[Reliability and validity of the Japanese version of the coping inventory for stressful situations (CISS): a contribution to the cross-cultural studies of coping].Seishin Shinkeigaku Zasshi. 1993; 95(8):602-20.SS
There has recently been a dramatic increase in the number of studies on coping behavior as an intervening variable between stress and health. Most of the available measures of coping are, however, psychometrically inadequate. We therefore decided to develop the Japanese version of the Coping Inventory for Stressful Situations (CISS) with special regards to its cross-cultural equivalence, reliability and validity. The CISS is a self-report measure of an individual's typical pattern of coping along three orthogonal dimensions of Task-, Emotion-, and Avoidance-oriented coping; its reliability and validity have been well studied in North America, where it was originally developed.
We obtained the Japanese version of the CISS (J-CISS) by means of back-translation. In Study 1, we administered the J-CISS and the 12-item General Health Questionnaire (GHQ) to 33 Japanese university students twice with an interval of four weeks. In Study 2,550 Japanese high school students completed the J-CISS and the Maudsley Personality Inventory.
The equivalence of the Japanese version with the original was ascertained by means of back-translation involving multiple, independent mental health professionals and by factor congruence between the two versions. A principal component factor analysis (Varimax rotation) of the Study 2 data allowed us to extract three factors, which were virtually identical to the original ones. The high corrected item-remainder correlations, internal consistency reliabilities and test-retest reliabilities all attested to the reliability of the J-CISS. In order to examine its content validity, we compared the J-CISS with two coping questionnaires that have been in use in Japan, and found that the J-CISS covered most of the coping styles in these two questionnaires. However, such coping styles as "giving up," "to lose is to win (a Japanese proverb)," "it is best to do nothing" were not included in the original CISS and hence in the J-CISS. The criterion validity of the J-CISS was examined both in terms of predictive validity and concurrent validity. In Study 1, those who scored below the cut-off of the GHQ at Time 1 but above the cut-off at Time 2 had significantly higher Emotion-oriented coping scores at Time 1 than those who remained below the cut-off of the GHQ at Times 1 and 2 (predictive validity). In Study 2, the J-CISS scales and the MPI scales showed theoretically predicted correlations (concurrent validity). The results of the factor analysis and the corrected item-remainder correlations were suggestive of high construct validity of the J-CISS. Moreover, the mean inter-item correlation was between .20 and .40 for each scale, indicating its homogeneity.
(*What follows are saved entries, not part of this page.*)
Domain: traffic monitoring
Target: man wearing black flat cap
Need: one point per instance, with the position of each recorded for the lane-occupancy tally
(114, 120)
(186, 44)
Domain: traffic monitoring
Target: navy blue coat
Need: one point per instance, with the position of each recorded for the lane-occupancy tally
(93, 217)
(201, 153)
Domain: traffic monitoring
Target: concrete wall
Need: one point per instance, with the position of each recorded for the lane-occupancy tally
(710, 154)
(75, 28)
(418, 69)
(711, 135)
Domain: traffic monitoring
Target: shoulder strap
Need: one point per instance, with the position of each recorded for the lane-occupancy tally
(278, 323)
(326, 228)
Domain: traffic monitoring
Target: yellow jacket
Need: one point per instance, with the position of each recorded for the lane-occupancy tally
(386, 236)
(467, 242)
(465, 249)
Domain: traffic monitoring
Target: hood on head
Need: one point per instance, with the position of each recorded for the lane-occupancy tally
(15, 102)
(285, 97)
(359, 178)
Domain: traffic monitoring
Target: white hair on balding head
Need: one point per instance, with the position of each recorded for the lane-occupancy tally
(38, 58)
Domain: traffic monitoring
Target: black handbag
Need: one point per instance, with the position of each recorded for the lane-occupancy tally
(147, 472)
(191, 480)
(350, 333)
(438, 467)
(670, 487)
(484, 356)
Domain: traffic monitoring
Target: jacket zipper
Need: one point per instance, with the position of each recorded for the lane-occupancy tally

Factor analysis of each scale revealed that each scale indeed contained only one factor. Correlations among the three scales of the J-CISS established that the three scales formed multi-dimensional measures of coping.
The results of our study indicate 1) that the obtained Japanese version of the CISS is to be regarded as final, 2) that coping styles can be measured in a consistent and reliable manner both in Japan and North America, and 3) that this cross-cultural equivalence as well as the other validity studies have further augmented the validity of the CISS itself.